Si sposta le ciocche con l'altra mano e quando mi vede così vicino sussulta.
"Io... non ti avevo visto..." si allontana e prende i pennelli finiti sotto al tavolo.
Sono stato troppo affrettato? Probabilmente sì.
Una volta sgomberato tutto il pavimento, torniamo in casa e iniziamo a coprire con giornali vecchi tutti i mobili della mia camera.
La tensione nella stanza è troppa, così metto su un mio CD.
Non ci parliamo, lei si limita ad immergere il pennello e a coprire il colore violaceo del muro. Io intanto la osservo, seduto sulla scrivania.
Il mio pennello è appoggiato sul tavolo e osservo i suoi movimenti goffi mentre cerca di non sporcare per terra né di gocciolare in giro.
Disegna qualche cuore per poi coprirlo e verniciare un'altra parte, si tocca una spalla e noto che la maglietta rosa è diventata bianca.
Mi metto a ridere e lei si gira immediatamente: sembra che stesse tendendo l'orecchio per ascoltare cosa stessi facendo.
"Che hai? Ehi! Ma tu non stai affatto verniciando!" dice puntandomi contro il pennello che gocciola a terra.
"Sei... un po' sporca sulla spalla... non lì, no, più a sinistra..." passa una mano sulla fronte senza tenere conto della vernice bianca che si spalma coprendo la sua carnagione piuttosto abbronzata.

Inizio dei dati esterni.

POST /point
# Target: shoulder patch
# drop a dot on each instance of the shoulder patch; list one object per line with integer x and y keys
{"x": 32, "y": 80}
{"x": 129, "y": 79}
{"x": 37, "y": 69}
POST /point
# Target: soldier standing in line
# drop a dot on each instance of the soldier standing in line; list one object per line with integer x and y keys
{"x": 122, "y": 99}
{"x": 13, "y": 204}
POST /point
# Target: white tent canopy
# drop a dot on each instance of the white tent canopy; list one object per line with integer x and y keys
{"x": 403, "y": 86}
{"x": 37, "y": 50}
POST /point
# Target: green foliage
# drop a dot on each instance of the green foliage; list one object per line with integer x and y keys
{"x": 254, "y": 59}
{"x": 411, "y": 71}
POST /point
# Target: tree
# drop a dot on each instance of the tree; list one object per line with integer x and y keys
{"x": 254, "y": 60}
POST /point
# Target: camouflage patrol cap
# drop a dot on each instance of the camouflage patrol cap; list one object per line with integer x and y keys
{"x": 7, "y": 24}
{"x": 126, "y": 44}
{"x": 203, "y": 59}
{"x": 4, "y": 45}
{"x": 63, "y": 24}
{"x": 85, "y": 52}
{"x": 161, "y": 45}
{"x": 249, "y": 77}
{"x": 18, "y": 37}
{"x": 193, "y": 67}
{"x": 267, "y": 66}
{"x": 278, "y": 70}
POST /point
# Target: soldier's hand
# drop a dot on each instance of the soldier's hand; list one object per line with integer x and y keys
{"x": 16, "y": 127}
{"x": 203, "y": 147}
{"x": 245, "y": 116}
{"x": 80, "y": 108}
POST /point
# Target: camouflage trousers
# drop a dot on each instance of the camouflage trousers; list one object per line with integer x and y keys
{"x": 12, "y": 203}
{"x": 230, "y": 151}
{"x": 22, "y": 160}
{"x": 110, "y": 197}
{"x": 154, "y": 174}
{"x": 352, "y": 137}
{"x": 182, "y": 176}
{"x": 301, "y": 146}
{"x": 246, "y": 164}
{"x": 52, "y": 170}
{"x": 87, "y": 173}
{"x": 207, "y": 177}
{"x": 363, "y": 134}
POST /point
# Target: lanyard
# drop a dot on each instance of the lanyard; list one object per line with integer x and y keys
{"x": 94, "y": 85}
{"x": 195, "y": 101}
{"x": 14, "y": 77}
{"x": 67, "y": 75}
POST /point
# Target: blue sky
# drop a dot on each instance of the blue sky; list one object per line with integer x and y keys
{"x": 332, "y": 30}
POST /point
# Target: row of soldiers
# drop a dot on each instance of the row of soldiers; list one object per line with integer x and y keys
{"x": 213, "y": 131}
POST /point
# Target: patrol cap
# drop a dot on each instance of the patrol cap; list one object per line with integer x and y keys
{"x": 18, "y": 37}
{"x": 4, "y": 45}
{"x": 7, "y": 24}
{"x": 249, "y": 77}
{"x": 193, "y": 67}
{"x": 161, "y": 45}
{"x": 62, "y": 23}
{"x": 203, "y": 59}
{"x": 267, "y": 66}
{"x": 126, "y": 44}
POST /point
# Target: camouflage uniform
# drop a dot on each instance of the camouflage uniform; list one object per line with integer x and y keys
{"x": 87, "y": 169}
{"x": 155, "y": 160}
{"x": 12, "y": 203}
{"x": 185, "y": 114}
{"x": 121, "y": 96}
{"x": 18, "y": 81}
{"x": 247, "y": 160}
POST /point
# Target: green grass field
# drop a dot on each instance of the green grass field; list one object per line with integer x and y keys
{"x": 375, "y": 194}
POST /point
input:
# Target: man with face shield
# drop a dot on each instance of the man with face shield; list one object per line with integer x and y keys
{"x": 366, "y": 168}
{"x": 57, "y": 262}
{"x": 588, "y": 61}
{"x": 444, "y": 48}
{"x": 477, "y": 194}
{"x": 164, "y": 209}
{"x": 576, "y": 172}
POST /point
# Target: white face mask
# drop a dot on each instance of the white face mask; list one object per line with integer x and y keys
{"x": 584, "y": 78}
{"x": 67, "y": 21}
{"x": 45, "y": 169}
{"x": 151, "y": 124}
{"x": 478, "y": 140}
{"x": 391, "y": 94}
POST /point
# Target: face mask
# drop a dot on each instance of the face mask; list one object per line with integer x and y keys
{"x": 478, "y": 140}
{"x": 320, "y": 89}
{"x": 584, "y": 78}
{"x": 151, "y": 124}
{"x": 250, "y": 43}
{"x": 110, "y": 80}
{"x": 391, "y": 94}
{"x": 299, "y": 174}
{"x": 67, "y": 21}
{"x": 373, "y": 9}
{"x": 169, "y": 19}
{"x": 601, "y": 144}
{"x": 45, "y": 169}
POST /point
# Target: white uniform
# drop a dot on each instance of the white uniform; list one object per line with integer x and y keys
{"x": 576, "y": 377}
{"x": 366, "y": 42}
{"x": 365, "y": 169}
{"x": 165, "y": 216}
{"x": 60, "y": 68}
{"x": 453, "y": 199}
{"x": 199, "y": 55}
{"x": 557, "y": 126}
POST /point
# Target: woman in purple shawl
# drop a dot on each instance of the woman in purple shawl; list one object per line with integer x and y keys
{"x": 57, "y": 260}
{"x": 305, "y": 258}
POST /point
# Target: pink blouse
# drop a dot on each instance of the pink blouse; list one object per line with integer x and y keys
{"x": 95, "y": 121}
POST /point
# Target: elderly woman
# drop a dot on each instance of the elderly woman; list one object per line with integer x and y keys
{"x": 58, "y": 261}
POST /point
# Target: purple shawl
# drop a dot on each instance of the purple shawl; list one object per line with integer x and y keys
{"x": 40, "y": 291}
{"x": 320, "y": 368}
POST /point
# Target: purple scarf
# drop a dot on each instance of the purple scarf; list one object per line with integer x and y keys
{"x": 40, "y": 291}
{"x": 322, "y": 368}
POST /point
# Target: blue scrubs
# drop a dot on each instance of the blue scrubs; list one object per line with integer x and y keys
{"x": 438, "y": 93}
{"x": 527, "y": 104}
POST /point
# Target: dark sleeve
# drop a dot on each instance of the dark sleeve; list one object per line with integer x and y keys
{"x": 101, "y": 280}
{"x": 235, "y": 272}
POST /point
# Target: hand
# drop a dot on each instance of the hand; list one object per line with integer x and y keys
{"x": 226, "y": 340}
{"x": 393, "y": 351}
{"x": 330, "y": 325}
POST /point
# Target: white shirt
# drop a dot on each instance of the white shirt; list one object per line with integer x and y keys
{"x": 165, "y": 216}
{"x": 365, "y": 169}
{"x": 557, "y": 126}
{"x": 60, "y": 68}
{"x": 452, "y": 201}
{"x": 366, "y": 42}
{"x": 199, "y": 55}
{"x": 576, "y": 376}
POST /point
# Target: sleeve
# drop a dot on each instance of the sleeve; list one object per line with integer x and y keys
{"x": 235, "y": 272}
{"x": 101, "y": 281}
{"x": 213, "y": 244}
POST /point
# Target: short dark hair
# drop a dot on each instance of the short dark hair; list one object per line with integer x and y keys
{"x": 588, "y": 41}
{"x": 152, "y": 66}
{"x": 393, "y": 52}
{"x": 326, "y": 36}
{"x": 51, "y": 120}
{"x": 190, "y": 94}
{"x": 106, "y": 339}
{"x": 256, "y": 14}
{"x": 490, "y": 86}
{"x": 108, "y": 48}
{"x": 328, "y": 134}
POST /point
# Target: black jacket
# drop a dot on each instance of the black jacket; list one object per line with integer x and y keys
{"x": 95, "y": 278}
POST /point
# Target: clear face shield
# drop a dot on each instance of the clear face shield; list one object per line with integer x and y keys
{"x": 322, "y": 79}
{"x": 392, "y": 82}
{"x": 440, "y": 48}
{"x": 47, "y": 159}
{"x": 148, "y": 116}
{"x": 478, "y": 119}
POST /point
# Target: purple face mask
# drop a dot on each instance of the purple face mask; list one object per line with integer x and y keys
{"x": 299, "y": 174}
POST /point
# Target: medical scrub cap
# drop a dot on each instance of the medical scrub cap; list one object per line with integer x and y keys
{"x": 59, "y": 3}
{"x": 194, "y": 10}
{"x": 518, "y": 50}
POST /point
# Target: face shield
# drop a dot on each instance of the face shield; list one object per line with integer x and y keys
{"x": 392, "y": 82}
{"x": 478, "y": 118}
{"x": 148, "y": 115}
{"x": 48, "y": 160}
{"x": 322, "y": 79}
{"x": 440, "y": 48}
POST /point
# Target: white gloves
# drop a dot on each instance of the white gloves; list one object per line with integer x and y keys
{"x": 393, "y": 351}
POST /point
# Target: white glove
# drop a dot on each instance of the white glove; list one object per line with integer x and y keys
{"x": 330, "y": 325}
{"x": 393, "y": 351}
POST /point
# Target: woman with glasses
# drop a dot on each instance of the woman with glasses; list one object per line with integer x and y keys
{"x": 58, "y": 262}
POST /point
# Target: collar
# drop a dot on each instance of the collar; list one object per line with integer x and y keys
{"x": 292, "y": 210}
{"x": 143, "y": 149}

"Ora pure in faccia sei sporca..." commento cercando di non ridere. Soffoco una risata mentre lei cerca di specchiarsi nel vetro della finestra e la vedo sussultare quando mi trova davanti a lei, a una spanna di distanza.
"Qui" dico mentre con una mano le sfioro la fronte. Trema a quel contatto e mi guarda come se avessi detto la stupidata più assurda in tutta la mia vita.
"Mi stai prendendo in giro?" chiede mentre si gira per guardarsi ancora nel riflesso.
Ci vedo lì, così vicini, io con un sorriso che non riconosco, lei stranamente scocciata.
"Qui" dico di nuovo, ma questa volta le prendo la mano e passo la sua sulla sua fronte, guardandoci nel riflesso.
Si gira verso di me, ancora con la mia mano sul dorso della sua, mi guarda negli occhi, mentre si appoggia alla parete dietro di lei (per fortuna non ancora imbiancata).
Passiamo qualche secondo così, studiandoci e respirando appena. Guardo i suoi nei, quei tre puntini che sembrano una costellazione sulla sua guancia, le ciglia lunghe e scure anche senza trucco, gli occhi marroni che con il riflesso del sole hanno un colore diverso, un sorriso che vedo anche se non c'è, perché Hazel sorride sempre.
Sorride sempre, anche se soffre.
Sorride sempre, anche se non sopporta qualcuno.
Sorride sempre, anche se è stufa, stanca, triste.
Lei sorride indipendentemente da quando, con chi e perché.
Chissà se ha sorriso anche mentre si stava pungendo.